Most optimization tasks are reduced to finding the smallest or largest - the extreme value of some function, which is called a target function or a quality criterion .

Criterion - an indicator that allows you to determine the quality of the solution obtained by the task.

Managed variables are task parameters whose values ​​can be changed.

Target function is a function that binds managed variables and criteria.

From the mathematical point of view, when the target function is given by the formula and has a derivative, then the search for the extremum is found through the root of the equation of the derivative equal to zero.

Example 1. Find the sizes of cans with the largest volume V and the smallest length of L joints and area.

                                              V = pr ² h, S = 2pr ² + 2prh, L = 4pr + h .

Let's express the height of the can because of its radius: h = V / pr ^ 2 , where we get:

                                     S = 2pr ^ 2 + (2V) / h, L = 4pr + V / pr ^ 2.

To calculate r, for which min S i L , we find the derivative of these functions with r:

                                                                 S '(r) = .... = 0

i

                                                                L '(r) = .... = 0.

With different optimization criteria we get different answers.

The problem of one-dimensional optimization can be formulated as follows: find among the elements from a given set X such xеX, which gives the extremum of the function f (x ').

To reduce the practical task to mathematics it is necessary:

1. choose the f (x) indicator that is optimized;
2. to construct a mathematical model of dependence minimizing the index from the initial parameters.

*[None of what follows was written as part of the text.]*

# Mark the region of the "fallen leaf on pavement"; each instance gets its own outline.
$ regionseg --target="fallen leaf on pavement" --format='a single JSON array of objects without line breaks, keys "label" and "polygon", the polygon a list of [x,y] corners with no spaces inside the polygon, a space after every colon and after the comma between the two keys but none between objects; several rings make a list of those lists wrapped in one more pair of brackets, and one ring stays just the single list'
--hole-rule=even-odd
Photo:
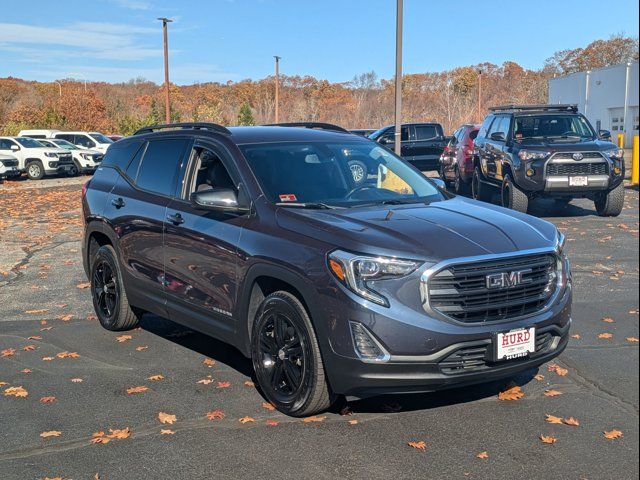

If there are restrictions on the values ​​of the managed variables, then the optimization problem is arbitrary , otherwise it is unconditional .

If the objective function and all restrictions are linear, then this is a linear optimization problem, and if the target function or at least one limitation is nonlinear then this is the problem of nonlinear optimization /

If the vector of controlled variables has only one coordinate, then the optimization problem is one-dimensional , otherwise it is multidimensional .

One-extremity problems are tasks in which the target function f (x) in the domain of admissible values ​​has one extremum, and in multi- extreme optimization problems, the target function f (x) in the domain of admissible values ​​has several extrema.

If controlled variables are given on a continuous admissible set, then the optimization problem is continuous , and if the discrete one is a discrete optimization.